Comedy can be an excellent weapon against racism and clearly writer Johnny Speight and the BBC believed they had the right vehicle for tackling the thorny subject with Till Death Us Do Part (BBC, 1966-74), which aimed to take narrow-minded, racist views and hold them up to ridicule.
The programme started life as a single play in the Comedy Playhouse slot (tx. 22/7/65) but was considered strong enough to be developed into a full series. The original double-hander featured Warren Mitchell and Gretchen Franklin as the bigoted Alf Ramsey and his put-upon wife Elsie. For the series, Mitchell returned as Alf, (with a new surname, Garnett), while Dandy Nichols took the role of Elsie. The new additions were Alf's 'voice of reason' daughter Rita (Una Stubbs) and her lazy, work-shy husband Mike (Tony Booth).
It soon became clear that a part of the audience was laughing along to Alf's rants about blacks, immigration and the welfare state. Rather than being a figure of fun, he was increasingly being seen as a voice of reason. Both Speight and Mitchell defended the show against allegations of racism, claiming that their intention was to belittle Alf's views. Unfortunately, the satire was lost on the part of the audience that the show aimed to challenge.
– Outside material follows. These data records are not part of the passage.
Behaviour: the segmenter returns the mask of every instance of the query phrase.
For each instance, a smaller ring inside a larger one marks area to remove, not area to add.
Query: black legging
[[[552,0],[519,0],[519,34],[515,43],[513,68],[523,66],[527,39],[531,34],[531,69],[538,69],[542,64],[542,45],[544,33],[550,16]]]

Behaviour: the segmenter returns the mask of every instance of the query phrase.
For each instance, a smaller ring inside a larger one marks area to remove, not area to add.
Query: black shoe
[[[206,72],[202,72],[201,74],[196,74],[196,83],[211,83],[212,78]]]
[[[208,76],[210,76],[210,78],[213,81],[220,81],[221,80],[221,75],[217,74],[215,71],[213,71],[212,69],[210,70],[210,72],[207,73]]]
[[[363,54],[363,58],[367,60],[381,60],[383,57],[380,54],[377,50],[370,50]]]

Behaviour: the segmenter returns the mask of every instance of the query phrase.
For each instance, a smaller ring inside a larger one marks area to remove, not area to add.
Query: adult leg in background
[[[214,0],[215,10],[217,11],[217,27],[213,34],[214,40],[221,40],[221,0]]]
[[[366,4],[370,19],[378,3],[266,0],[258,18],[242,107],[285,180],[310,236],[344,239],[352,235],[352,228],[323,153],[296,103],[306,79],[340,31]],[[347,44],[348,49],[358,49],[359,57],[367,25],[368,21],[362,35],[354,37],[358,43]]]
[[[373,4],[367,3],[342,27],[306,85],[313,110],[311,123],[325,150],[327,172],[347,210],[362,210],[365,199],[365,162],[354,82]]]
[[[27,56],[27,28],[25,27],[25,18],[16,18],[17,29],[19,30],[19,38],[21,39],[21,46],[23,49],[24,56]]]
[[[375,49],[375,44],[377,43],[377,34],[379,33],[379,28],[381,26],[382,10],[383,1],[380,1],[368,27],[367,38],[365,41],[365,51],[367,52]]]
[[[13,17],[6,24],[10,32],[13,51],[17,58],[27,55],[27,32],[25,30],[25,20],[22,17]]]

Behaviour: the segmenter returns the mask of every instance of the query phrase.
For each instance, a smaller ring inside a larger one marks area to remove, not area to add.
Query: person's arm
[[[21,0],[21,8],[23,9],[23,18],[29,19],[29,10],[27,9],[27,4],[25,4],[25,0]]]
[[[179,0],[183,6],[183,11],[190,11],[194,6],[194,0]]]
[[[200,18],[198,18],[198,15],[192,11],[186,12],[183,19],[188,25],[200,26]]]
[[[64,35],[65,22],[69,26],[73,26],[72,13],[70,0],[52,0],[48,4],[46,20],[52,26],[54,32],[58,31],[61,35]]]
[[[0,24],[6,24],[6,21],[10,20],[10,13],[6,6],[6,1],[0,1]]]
Sadly, Speight's defence was far from watertight - having a white actor, Spike Milligan, black up and don a turban in one episode is clearly questionable, doubly so as Speight obviously thought the idea so good he developed a series around Kevin O'Grady, aka 'Paki Paddy', the half-Irish, half-Indian factory worker. Curry and Chips (ITV, 1969) lasted just six episodes before dying under a torrent of complaints about its content, but it reinforced the notion that Speight had little understanding of how best to confront racism. In Till Death Us Do Part, Alf's lengthy rants go largely unchallenged; his wife does little more than raise an eyebrow, while the responses from daughter Rita and the wholly unsympathetic Mike are often little more than impotent quips or frustrated laughter.
The series temporarily transferred to ITV in 1981, retitled simply Till Death..., before sadly returning to the BBC in 1985 as In Sickness and In Health. There were two feature film spinoffs - Till Death Us Do Part (1969) and The Alf Garnett Saga (1972). The programme was remade for US TV as All In The Family.